3) Quali sono i tuoi obiettivi per questa stagione?
Venendo da una brutta e sfortunata stagione i miei obiettivi personali sono sicuramente quelli di migliorarmi e di trovare il più possibile una continuità di rendimento. Inoltre dopo un paio di magnifici anni passati militando in una squadra composta totalmente da miei coetanei o ragazzi più giovani, il mio proposito per quest’anno è anche quello di carpire il più possibile, sia a livello tecnico che mentale, da compagni più esperti di me. A questi si aggiungono quelli che sono gli obiettivi collettivi di una stagione disputata al meglio sempre attenti alle priorità di quello che è un gruppo molto affiatato.
4) Cosa pensi di questa idea della federazione di concedere l’utilizzo dei numeri superiori al 20? Che numero hai scelto per questa stagione? C’e’ un motivo?
Sinceramente la trovo un’idea corretta che avrei già adottato da diverso tempo. Il numero che ho scelto è il 21. I motivi che invece mi hanno spinto a questa decisione sono di natura sentimentale, avendo un bellissimo rapporto con la mia ragazza ho deciso di portare in campo con me un simbolo che me la ricordasse. Tutto qui.
5) La tua altezza è “leggermente” =) inferiore a quella dei classici “lunghi”, nonostante ciò, strappi parecchi rimbalzi, soprattutto offensivi, qual è il tuo segreto?
Penso che ciò che mi aiuta di più quando sono in campo è proprio la mia statura. Essendo io più piccolo dei miei pari ruolo ho sempre dovuto arrangiarmi con i mezzi a mia disposizione. E di questo devo ringraziare quello che ora è un mio compagno di squadra, ma che all’età di 14 anni era il mio allenatore, cioè Scott il quale ,sebbene la mia statura e le mie capacità tecniche lasciassero piuttosto a desiderare, non si è dato per vinto e battendo su quelle che erano le mie doti atletiche e la mia cattiveria agonistica mi ha trovato una collocazione in campo un po’ atipica che però mi ha consentito fin ora di togliermi diverse soddisfazioni.
6) Molti forse non lo sapranno, ma in allenamento, a volte dichiari delle “serate nomi e cognomi”, puoi spiegare a tutti di cosa si tratta e da dove è nata l’idea?
Ah questa è una storia vecchia.
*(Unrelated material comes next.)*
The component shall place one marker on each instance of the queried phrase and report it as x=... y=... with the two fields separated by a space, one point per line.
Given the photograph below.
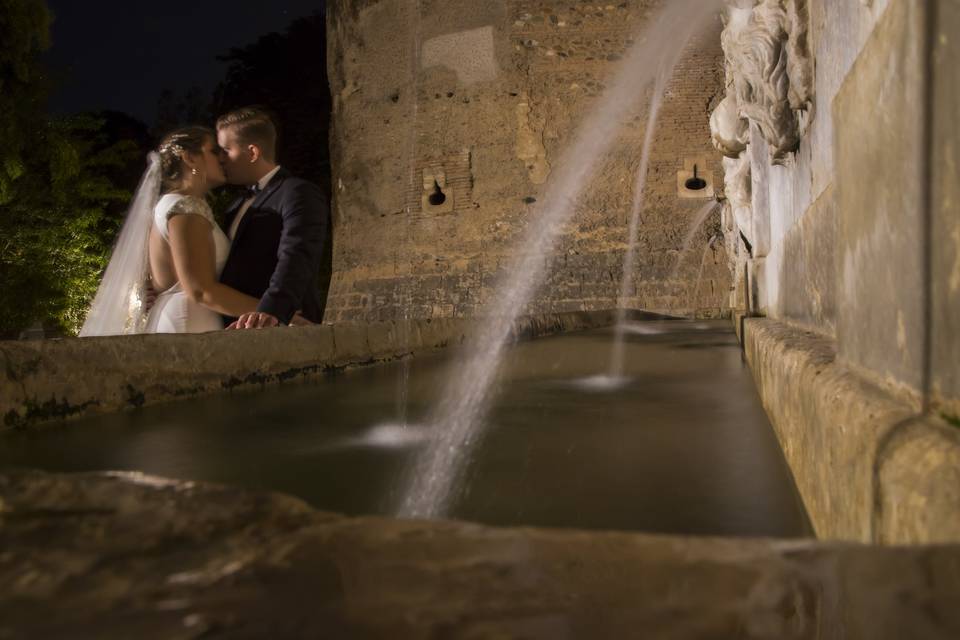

L’origine risale a circa 4 o 5 anni fa quando il sottoscritto e l’intervistatore militavano nell’under 19 dell’amatori basket Savigliano. Avendo tutti quanti una sfilza di soprannomi notammo, facendo gli stupidi, quanto fosse divertente chiamarsi in campo con nomi oppure cognomi che tanto raramente si udivano offuscati dai soprannomi. Da li una sera mi venne l’idea di dichiarare ogni tanto un allenamento in cui fossero in uso o solo i nomi o solo i cognomi, con relative punizioni per chi non vi si atteneva. In realtà bisogna sottolineare come la cosa fosse particolarmente divertente essendo il mio nome di battesimo Gianmarco. Immaginate in un’azione un giocatore che obbligatoriamente debba essere chiamato Gianmarco, beh è esilarante. Tutto ciò unito alle menti non proprio sane presenti in quella squadra faceva si che ci facessimo un sacco di risate.
PS: anche chiamare per cognome l’intervistatore faceva sbellicare, vero Villois (pronunciato alla francese)??
7) Qualche stagione fa alternavi alle partite e alla scuola la professione del DJ , come mai hai lasciato?
Fare il DJ era iniziato come una grande passione. Ad un certo punto, però, la cosa si era fatta molto più impegnativa, non dico quanto un lavoro ma quasi. Dovetti quindi scegliere a quale dei miei impegni rinunciare di modo da non calare nel rendimento di tutte le mie attività. Cosi, trovando da un lato la scuola e lo sport e dall’altro una passione, che tanto più passione non era, decisi di dedicarmi appieno alle prime due. Ora mi dico soddisfatto della mia scelta.
8) Anche per te, la solita ultima domanda, cosa pensi dell’intervista e dell’intervistatore?
Non posso che pensare il meglio. Le domande sono state ben studiate e hanno toccato i punti più importanti della mia storia di sportivo e non. Dell’intervistatore penso grandi cose, ma sicuramente di Marco Villois penso cose molto molto più grandi sotto la veste di storico compagno di squadra che sotto qualsiasi altra .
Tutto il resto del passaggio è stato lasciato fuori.